Tracy Patkunas serves as game-day coordinator and is instrumental in working with businesses to secure "buddies" who volunteer and assist players before, during and after games.
Barnes has livened up the atmosphere with his volunteer work as announcer and disc jockey.
"That guy shows up every Sunday and I think he kind of makes it go," Wright said. "He plays the music and the kids love to hear their names called out."
It brings a big-league feel, helping players with challenges smile inside and out.
The league also provides a competitive outlet, particularly among the older participants. Wright relishes seeing "the joy on their faces at being competitive and just enjoying the baseball experience."
Many of us share that with the Miracle League players. We love the game and the excitement it can generate.
Sunday also is the 35th anniversary of "The Sandberg Game," the 1984 Wrigley Field contest between the Cubs and Cardinals in which Ryne Sandberg hit two game-tying home runs off of Bruce Sutter in an extra-inning victory.
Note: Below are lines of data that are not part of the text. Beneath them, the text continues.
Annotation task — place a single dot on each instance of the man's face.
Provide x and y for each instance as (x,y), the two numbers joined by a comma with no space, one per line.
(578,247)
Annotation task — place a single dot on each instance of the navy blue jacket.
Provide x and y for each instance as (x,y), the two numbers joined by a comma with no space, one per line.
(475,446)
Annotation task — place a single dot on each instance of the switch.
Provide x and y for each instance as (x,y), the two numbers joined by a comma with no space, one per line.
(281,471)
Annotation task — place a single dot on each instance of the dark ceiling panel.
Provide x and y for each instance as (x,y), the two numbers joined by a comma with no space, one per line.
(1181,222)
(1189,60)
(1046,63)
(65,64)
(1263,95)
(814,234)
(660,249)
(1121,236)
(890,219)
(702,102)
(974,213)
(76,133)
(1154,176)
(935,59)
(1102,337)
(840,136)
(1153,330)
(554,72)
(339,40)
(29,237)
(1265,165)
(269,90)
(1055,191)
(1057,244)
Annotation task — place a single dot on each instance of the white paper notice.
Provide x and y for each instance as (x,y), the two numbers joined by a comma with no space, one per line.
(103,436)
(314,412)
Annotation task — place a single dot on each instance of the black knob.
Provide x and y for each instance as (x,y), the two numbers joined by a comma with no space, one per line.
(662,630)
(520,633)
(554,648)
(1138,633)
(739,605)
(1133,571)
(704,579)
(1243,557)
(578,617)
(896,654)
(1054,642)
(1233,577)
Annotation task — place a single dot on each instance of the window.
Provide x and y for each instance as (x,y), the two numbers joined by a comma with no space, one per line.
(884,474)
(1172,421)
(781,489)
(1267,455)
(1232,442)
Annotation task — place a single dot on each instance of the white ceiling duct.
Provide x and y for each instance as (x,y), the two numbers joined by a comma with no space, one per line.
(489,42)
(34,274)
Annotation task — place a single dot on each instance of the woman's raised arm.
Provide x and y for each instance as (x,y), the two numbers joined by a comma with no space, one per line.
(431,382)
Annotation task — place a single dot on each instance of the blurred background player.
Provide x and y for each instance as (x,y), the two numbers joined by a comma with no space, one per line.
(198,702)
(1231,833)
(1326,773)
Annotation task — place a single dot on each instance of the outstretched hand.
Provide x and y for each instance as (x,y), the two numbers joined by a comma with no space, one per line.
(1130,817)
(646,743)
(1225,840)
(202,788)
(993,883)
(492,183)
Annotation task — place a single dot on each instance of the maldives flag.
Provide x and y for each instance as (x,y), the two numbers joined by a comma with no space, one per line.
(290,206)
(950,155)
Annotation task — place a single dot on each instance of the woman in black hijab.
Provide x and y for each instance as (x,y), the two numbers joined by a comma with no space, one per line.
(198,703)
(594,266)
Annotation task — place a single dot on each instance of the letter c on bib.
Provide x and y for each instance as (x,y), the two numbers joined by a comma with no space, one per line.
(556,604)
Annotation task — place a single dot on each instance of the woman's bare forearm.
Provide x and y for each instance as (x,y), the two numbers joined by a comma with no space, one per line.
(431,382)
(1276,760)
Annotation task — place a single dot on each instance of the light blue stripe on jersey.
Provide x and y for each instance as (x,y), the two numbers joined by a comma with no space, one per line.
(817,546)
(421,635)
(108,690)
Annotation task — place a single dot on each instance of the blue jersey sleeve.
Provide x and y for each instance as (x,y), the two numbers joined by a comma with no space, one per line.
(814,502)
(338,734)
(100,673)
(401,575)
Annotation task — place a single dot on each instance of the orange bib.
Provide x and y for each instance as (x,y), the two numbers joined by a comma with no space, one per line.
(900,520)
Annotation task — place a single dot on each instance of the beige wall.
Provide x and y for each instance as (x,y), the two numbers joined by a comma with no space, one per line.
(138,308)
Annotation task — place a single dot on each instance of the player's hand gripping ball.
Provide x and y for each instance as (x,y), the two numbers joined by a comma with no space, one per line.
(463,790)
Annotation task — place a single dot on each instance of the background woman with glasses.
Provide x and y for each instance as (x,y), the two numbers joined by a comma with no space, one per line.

During a Chicago radio interview Saturday, broadcaster Bob Costas said it remains the most exciting and memorable regular-season game of his Hall of Fame career.
Sunday's Miracle League action won't be nationally televised like "The Sandberg Game." There won't be 40,000 screaming fans. None of that will matter to the players, who'll be playing the game Sandberg played.
It's what Bill Wright wanted. Ten years in, it should be celebrated.